In a decision published on the morning of Wednesday, 11 March 2015, two days after the hearing, Justice Croft dismissed all the arguments made by Sauber and the other drivers and enforced the Swiss award in favour of Mr van der Garde. The effect of this ruling was to prohibit Sauber from taking any action to prevent Mr van der Garde’s participation in the Melbourne Grand Prix.
Dismissing the argument that enforcement of the award would be too difficult, Justice Croft made it clear the court would be on hand around the clock to address any difficulties: “This Court’s Arbitration List is available … at all times and at all hours, seven days a week”.
Sauber immediately appealed Justice Croft’s decision to the Victorian Court of Appeal.
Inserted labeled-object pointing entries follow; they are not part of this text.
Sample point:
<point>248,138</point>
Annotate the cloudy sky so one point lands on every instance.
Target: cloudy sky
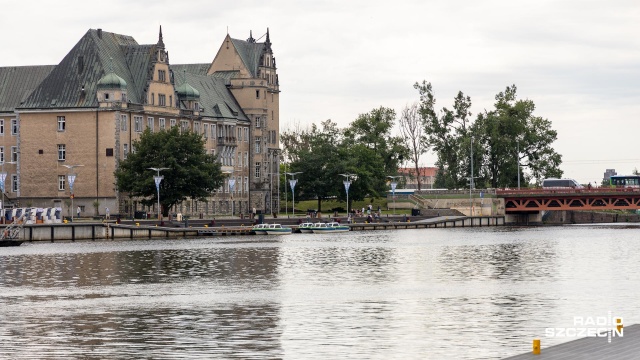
<point>578,60</point>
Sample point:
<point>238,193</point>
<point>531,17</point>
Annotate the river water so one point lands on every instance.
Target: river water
<point>466,293</point>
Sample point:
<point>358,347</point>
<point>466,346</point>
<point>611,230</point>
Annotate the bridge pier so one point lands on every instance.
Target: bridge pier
<point>523,218</point>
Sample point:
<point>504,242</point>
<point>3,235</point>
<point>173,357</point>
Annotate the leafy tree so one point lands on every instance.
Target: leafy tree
<point>412,130</point>
<point>510,127</point>
<point>318,162</point>
<point>373,130</point>
<point>447,133</point>
<point>191,173</point>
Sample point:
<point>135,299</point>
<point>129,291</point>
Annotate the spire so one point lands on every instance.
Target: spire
<point>160,42</point>
<point>251,39</point>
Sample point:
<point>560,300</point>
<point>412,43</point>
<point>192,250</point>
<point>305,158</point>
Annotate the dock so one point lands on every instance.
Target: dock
<point>626,347</point>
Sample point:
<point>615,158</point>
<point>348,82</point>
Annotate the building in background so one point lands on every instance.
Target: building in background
<point>108,89</point>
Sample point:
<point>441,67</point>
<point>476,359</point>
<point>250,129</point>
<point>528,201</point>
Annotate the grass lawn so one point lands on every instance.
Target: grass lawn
<point>327,205</point>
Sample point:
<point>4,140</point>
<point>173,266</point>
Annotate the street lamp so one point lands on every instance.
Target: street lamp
<point>3,177</point>
<point>393,190</point>
<point>158,179</point>
<point>71,177</point>
<point>292,182</point>
<point>347,184</point>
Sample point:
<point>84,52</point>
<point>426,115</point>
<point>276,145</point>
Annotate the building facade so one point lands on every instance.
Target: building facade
<point>83,115</point>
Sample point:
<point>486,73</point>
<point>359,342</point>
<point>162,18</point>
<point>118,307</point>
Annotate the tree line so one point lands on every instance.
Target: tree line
<point>505,143</point>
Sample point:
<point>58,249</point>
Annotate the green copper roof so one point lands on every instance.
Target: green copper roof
<point>111,81</point>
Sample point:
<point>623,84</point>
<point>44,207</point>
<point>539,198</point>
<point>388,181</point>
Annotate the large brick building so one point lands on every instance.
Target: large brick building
<point>88,110</point>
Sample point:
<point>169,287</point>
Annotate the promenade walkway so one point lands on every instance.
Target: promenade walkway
<point>626,347</point>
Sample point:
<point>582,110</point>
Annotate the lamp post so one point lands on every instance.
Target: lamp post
<point>292,182</point>
<point>158,179</point>
<point>347,184</point>
<point>3,177</point>
<point>71,177</point>
<point>393,190</point>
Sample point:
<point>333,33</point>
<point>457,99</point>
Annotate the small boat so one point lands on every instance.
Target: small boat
<point>306,228</point>
<point>277,229</point>
<point>330,228</point>
<point>4,243</point>
<point>260,229</point>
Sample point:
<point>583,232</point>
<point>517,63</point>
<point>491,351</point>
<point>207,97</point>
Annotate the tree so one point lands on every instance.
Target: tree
<point>318,162</point>
<point>447,132</point>
<point>191,173</point>
<point>373,130</point>
<point>412,130</point>
<point>512,127</point>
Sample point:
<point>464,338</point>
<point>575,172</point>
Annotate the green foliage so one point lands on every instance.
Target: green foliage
<point>495,137</point>
<point>191,173</point>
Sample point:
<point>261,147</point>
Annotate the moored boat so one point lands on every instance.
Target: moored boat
<point>306,228</point>
<point>277,229</point>
<point>330,227</point>
<point>260,229</point>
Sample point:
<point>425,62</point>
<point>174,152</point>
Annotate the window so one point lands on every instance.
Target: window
<point>61,182</point>
<point>138,123</point>
<point>61,123</point>
<point>123,122</point>
<point>62,152</point>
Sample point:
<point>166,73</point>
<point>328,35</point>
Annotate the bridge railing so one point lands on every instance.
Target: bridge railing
<point>594,190</point>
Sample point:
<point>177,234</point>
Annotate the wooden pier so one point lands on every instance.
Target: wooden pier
<point>626,347</point>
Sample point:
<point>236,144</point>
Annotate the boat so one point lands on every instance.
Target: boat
<point>260,229</point>
<point>4,243</point>
<point>330,228</point>
<point>306,228</point>
<point>277,229</point>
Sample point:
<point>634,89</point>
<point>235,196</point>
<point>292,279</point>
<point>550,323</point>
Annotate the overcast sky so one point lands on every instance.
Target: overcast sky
<point>579,61</point>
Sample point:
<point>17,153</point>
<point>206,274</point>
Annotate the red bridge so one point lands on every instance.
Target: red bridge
<point>533,200</point>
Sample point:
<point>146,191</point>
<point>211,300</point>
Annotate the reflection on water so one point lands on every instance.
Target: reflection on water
<point>435,293</point>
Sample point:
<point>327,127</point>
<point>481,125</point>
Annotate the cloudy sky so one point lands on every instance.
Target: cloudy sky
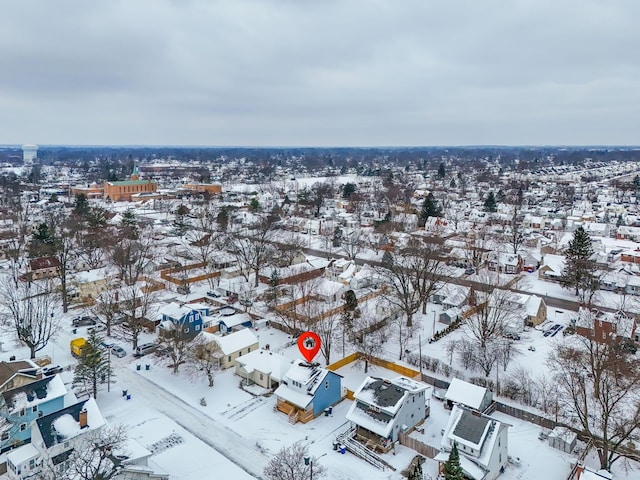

The appeal was heard urgently on the morning of Thursday, 12 March 2015. Later that day the Court of Appeal dismissed Sauber’s appeal.
Mr van der Garde then began contempt proceedings against Sauber Motorsports and its team manager, Monisha Kaltenborn-Narang, alleging that they failed to comply with the order of the Victorian Supreme Court. Following yet another urgent hearing by Justice Croft on 13 and 14 March 2015, the parties reached an amicable settlement. Mr van der Garde ultimately did not race for Sauber in the Melbourne Grand Prix and, based on public statements, it is now understood that the parties have ended Mr van der Garde’s contract by mutual consent.
Significance of the case
The significance of the 11th-hour legal proceedings brought by Mr van der Garde in the Victorian Supreme Court and Court of Appeal are twofold.
First, the case confirms that, from a legal point of view, Victorian courts respect the independent arbitration process and will not readily refuse the enforcement of an arbitral award on grounds such as public policy or denial of natural justice.
Second, the sheer swiftness with which this high-stakes dispute was ultimately resolved shows that, from a practical point of view, Victorian courts are available and fully equipped to support commercial parties in enforcing an arbitral award, even if it literally means racing against time and working around the clock.
Caroline Kenny QC is a barrister at Owen Dixon Chambers West and chair of the CIArB Australia Education and Centenary Committees. Eugenia Levine is a barrister at Melbourne Chambers.